Eglises d'Asie

Aceh : le président Habibie reconnaît les torts de l’Indonésie mais ne fait pas taire la colère des indépendantistes

Publié le 18/03/2010




Il est probable que le contexte dans lequel le président B.J. Habibie a présenté des excuses publiques à la population de Aceh, au nord de l’île de Sumatra, lors de son voyage du 26 mars dernier dans cette province, a enlevé une partie de sa force de conviction à la reconnaissance officielle des innombrables violations des droits de l’homme commises par les forces indonésiennes à Aceh. En effet, quelques heures à peine avant l’arrivée du président indonésien à Bandar Aceh, capitale provinciale, la police avait réprimé avec violence, une manifestation étudiante qui s’y déroulait, la troisième depuis le 24 mars (4). Les participants demandaient l’organisation d’un référendum sur l’indépendance de la région, protestaient contre les atrocités commises par l’armée lors de la répression du mouvement indépendantiste et contre le pillage par les Philippines des matières premières de la province. L’armée a ouvert le feu et lancé des gaz lacrymogènes sur les manifestants rassemblés surtout devant la grande mosquée de la ville où le président devait prendre la parole. De sources concordantes, on a appris qu’une dizaine d’étudiants avaient été blessés par balles.
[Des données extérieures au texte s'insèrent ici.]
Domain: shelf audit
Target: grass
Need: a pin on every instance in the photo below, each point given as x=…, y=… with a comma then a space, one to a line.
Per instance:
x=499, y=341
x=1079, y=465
C’est dans ce climat de violence, qu’après les prières du vendredi, dans la grande mosquée de la ville, le président a prononcé une déclaration destinée à reconnaître les torts des pouvoirs publics à l’égard de la population de cette province: Au nom du gouvernement et des forces armées indonésiennes, a-t-il dit devant des milliers de musulmans massés devant la mosquée Balthurraman, je demande pardon pour tous les excès qui ont eu lieu“. J’ai ordonné, a-t-il continué, à toutes les forces de sécurité de mettre immédiatement un terme à tout acte de violence et à toute effusion de sangIl a promis que des actions judiciaires seraient entreprises contre les membres des Forces armées, contre les fonctionnaires et contre toute personne ayant violé la loi et les droits de l’homme.

Le président s’est montré fort prudent et n’a ouvert aucune perspective politique nouvelle, même s’il a reconnu que les politiques suivies par les gouvernements précédents n’avaient pas été adéquates à la situation. Il s’est montré désireux d’écouter la population lui parler de ses problèmes, mais lui a soigneusement recommandé de ne pas profiter de l'”esprit de réforme” pour exprimer des aspirations dont le contenu serait négatif et irait contre la déclaration d’indépendance de la nation en 1945. Il s’est déclaré opposé à tout ce qui contribuerait à déchirer l’unité actuelle du pays.

L’effervescence actuelle à Aceh a pour cause une décennie d’opérations militaires menées contre les rebelles de la province, au cours desquelles l’armée a été accusée d’innombrables violations des droits de l’homme et de milliers de meurtres. Les opérations militaires contre les rebelles séparatistes ont été suspendues un moment l’année dernière, mais elles ont repris en décembre de l’année dernière à la suite du meurtre de neuf soldats. Le mouvement “Aceh libre” combat depuis 1970 pour un Etat islamique indépendant. Depuis son arrivée au pouvoir, le président Habibie essaie d’apaiser, sans résultat apparent, les ressentiments de la population et l’ardeur du mouvement indépendantiste. Il a d’abord envoyé huit ministres en visite dans la région pour y améliorer la situation sociale, puis, tout récemment, le 24 mars, il a libéré un certain nombre de militants de l’indépendance de Aceh, en même temps que dix prisonniers politiques détenus depuis les événements de 1955-56.